Das BMF legte am 22. Februar 2023 seine Kriterien für die Anerkennung kürzerer Nutzungsdauern bei Immobilien vor
Nutzungsdauer bei Immobilien

© Dmitri Popov / EyeEm / Getty Images

Ursprünglich hatte der BFH geurteilt, dass jede geeignete Möglichkeit des Nachweises einer kürzeren als die gesetzlich vorgegebene Nutzungsdauer zulässig sei. Dies schränkt das BMF nun ein wenig ein.

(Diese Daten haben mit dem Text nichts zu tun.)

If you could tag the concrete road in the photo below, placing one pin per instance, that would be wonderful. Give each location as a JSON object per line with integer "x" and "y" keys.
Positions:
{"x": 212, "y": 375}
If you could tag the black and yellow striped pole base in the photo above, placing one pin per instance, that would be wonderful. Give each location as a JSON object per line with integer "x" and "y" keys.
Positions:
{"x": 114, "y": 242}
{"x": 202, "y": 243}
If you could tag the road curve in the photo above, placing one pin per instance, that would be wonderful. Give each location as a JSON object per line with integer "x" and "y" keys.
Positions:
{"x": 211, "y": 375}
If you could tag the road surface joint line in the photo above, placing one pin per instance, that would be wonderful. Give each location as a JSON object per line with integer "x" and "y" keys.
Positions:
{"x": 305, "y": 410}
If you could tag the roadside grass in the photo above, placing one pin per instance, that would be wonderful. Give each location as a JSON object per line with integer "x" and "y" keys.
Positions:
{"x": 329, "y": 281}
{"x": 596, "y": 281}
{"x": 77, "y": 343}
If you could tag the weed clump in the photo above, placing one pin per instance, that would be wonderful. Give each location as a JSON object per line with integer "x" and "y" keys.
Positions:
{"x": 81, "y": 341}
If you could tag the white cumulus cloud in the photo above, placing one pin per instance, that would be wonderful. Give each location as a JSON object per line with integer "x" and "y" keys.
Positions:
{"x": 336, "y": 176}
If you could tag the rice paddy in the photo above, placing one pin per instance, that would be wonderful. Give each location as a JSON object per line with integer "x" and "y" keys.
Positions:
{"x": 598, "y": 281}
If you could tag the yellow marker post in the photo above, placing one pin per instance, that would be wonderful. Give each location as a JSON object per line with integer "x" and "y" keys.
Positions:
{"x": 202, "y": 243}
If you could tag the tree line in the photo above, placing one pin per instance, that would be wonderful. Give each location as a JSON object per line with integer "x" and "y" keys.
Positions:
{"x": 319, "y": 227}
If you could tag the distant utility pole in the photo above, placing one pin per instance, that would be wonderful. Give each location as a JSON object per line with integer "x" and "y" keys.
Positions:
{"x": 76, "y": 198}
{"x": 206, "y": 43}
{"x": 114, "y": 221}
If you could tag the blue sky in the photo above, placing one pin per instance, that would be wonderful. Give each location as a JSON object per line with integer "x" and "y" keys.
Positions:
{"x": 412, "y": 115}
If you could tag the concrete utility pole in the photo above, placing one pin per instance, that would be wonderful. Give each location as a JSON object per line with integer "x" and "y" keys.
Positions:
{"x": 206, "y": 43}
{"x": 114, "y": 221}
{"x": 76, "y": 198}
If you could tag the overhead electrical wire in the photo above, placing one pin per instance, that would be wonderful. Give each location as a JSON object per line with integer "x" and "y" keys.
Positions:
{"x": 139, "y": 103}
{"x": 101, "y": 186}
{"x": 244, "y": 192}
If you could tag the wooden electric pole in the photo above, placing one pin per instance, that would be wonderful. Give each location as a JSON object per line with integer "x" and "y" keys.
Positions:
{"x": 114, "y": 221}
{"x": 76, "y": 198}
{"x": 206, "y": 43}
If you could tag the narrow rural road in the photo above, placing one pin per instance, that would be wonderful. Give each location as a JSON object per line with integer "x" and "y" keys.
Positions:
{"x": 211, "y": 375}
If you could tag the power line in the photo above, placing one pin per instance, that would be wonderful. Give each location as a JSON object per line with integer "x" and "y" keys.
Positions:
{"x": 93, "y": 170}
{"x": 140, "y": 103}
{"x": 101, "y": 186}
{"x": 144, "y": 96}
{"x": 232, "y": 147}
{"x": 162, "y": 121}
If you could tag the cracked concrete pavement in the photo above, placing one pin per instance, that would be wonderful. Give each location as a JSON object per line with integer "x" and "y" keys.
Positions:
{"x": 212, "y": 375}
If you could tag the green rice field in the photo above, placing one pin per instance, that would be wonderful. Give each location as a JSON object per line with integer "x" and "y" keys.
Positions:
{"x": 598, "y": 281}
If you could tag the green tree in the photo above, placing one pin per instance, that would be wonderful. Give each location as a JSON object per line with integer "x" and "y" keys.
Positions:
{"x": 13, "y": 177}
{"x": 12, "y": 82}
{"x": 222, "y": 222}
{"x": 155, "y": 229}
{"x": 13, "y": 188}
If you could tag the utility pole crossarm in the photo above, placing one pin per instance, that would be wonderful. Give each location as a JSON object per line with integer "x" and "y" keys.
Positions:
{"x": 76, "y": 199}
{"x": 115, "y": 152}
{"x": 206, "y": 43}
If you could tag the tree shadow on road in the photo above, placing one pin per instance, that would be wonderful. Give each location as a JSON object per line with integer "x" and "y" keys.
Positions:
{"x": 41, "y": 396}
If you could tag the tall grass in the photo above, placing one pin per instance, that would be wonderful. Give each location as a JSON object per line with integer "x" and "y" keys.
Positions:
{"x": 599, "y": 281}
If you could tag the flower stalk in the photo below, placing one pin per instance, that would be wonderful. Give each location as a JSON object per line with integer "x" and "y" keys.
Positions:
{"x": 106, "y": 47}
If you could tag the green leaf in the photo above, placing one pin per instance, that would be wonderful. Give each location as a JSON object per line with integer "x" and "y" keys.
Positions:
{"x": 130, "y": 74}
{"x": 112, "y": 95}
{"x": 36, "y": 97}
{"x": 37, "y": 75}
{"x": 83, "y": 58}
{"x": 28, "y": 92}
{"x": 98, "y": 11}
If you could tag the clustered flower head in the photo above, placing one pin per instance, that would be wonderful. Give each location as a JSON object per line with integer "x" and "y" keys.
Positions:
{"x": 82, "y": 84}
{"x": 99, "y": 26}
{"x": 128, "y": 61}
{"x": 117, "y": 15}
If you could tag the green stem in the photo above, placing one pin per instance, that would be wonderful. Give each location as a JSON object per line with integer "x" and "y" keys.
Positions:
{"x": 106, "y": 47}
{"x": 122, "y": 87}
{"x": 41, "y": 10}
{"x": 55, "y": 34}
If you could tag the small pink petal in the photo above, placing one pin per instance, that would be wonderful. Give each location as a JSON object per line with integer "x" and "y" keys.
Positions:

Bundesfinanzhof lässt grundsätzlich jede Darlegungsmethode zu

Dem BMF-Schreiben ging ein Urteil des Bundesfinanzhofs (BFH) vom 28. Juli 2021 (Az. IX R 25/19, BFH/NV 2022,108) voraus, in dem der BFH klarstellte, dass sich Steuerpflichtige zum Nachweis einer kürzeren Nutzungsdauer als der bei Gebäuden gesetzlich unterstellten (§ 7 Abs. 4 Satz 2 Einkommensteuergesetz (EStG)) jeder Darlegungsmethode bedienen können, die im Einzelfall geeignet erscheint. Es müssen nur Rückschlüsse auf die maßgeblichen Determinanten (zum Beispiel technischer Verschleiß, wirtschaftliche Entwertung, rechtliche Nutzungsbeschränkungen) möglich sein.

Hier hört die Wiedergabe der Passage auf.